L’ORA DI RICEVIMENTO, SAGRA DEI LUOGHI COMUNI

di Arnaldo Casali
L’ora di ricevimento  di Stefano Massini con Fabrizio Bentivoglio e gli attori della Compagnia dei Giovani del Teatro Stabile dell’Umbria per la regia di Michele Placido, andato in scena a Terni nell’ambito della Stagione di Prosa dal 19 al 21 ottobre,  è una bella idea (quella di raccontare una classe-multinazionale nelle banlieue parigine), un ottimo cast in cui giovani attori umbri affiancano un mostro sacro del teatro e del cinema italiano, un grande regista e il drammaturgo italiano del momento.
Peccato che alla fine, il tutto suoni come un’occasione sprecata. Come se ci si fosse fermati all’idea senza la voglia o il coraggio di farne qualcosa di sensato. Così un potenziale capolavoro diventa una gradevole commediola tra il discreto e il mediocre che appare costruita a tavolino, fondamentalmente senza cuore e senza anima.
I giovani attori ce la mettono tutta, ma né il copione né la regia offre loro molto. Bentivoglio fa il suo senza emozionare. Vent’anni fa era il più grande attore italiano, oggi sembra convinto di non dover più dimostrare niente: la sua interpretazione è impeccabile ma fredda, quasi accademica, priva di mordente.

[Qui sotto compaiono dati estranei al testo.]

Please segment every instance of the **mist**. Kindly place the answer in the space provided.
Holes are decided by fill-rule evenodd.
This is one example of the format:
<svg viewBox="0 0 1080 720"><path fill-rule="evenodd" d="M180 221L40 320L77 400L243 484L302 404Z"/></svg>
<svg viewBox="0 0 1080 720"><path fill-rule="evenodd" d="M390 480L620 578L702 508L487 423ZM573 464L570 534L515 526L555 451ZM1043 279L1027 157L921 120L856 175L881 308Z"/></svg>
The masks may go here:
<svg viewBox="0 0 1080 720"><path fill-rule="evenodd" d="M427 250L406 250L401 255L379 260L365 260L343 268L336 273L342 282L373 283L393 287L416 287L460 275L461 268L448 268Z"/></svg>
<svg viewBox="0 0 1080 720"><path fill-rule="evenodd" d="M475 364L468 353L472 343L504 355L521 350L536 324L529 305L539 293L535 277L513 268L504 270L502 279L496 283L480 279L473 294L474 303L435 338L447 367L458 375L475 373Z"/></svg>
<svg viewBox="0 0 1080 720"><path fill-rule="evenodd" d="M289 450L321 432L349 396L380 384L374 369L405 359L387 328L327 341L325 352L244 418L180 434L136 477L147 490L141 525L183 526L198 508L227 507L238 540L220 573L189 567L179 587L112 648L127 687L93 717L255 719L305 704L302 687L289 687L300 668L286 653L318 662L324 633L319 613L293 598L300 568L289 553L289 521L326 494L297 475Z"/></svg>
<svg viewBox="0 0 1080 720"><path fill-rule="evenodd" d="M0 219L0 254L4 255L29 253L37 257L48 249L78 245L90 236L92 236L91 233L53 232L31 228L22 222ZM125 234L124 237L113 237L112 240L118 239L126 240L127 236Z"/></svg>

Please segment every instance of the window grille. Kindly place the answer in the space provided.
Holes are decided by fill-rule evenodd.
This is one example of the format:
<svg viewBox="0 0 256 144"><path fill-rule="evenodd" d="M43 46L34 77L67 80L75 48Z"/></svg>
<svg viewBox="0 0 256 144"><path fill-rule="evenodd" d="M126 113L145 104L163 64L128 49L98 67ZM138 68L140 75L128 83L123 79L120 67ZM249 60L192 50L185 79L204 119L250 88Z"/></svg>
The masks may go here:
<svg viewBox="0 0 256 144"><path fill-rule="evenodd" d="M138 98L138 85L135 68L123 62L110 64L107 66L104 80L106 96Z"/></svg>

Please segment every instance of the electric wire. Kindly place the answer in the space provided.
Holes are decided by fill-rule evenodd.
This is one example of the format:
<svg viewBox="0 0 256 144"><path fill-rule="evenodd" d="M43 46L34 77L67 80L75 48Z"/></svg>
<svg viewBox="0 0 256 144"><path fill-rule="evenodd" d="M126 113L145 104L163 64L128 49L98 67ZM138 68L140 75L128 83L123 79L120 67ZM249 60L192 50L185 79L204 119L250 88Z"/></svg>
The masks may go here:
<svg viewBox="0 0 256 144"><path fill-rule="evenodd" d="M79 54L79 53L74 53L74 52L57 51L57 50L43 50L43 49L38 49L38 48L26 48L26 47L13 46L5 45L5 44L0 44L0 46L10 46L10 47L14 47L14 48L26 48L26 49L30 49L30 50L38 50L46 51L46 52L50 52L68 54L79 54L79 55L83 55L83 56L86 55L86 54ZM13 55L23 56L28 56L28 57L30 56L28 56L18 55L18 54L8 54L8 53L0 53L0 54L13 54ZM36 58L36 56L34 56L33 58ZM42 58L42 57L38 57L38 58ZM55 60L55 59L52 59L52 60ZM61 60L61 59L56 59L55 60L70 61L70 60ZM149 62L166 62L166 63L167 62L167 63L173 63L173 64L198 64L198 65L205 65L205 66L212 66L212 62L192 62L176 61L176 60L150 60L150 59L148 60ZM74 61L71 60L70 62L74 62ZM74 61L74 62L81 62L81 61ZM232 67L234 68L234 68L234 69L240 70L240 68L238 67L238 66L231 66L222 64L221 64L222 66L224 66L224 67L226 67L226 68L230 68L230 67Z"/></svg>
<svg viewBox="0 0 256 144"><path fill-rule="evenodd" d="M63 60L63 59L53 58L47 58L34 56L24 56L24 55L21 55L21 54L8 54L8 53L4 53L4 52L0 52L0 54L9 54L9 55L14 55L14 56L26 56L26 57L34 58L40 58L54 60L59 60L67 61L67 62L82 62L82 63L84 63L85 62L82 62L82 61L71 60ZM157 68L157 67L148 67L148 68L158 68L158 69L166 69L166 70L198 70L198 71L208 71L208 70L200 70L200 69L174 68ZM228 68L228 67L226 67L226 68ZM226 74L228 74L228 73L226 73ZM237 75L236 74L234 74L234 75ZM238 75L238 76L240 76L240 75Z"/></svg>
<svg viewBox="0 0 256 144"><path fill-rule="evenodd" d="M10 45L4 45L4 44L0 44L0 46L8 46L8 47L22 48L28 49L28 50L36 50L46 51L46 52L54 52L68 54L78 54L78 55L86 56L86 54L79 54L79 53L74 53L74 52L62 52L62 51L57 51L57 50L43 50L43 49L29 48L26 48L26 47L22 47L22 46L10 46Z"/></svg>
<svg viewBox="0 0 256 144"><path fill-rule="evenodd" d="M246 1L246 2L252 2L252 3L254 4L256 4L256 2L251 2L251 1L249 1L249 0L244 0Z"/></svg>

Peggio di tutto è il testo: che affronta un tema delicato come la multiculturalità nelle scuole e il confronto in terra parigina tra popoli e religioni in modo superficiale. Non grottesco, badate bene. La commedia dimostra di vuol essere seria, e magari di stimolare pure qualche riflessione, ma la presa in giro delle regole alimentari di ebrei e musulmani è insopportabile perché giocando sui luoghi comuni più beceri lascia credere a chi non sa nulla di queste religioni che davvero i musulmani non tollerano che qualcuno alla loro tavola beva vino o mangi maiale  e che un professore possa essere rimosso dall’incarico perché ha messo dell’aceto sull’insalata degli alunni islamici; così anziché di sostenere la conoscenza di terreni così vicine e così sconosciute, finisce per alimentare ancora di più pregiudizi di cui certo non si ha alcun bisogno.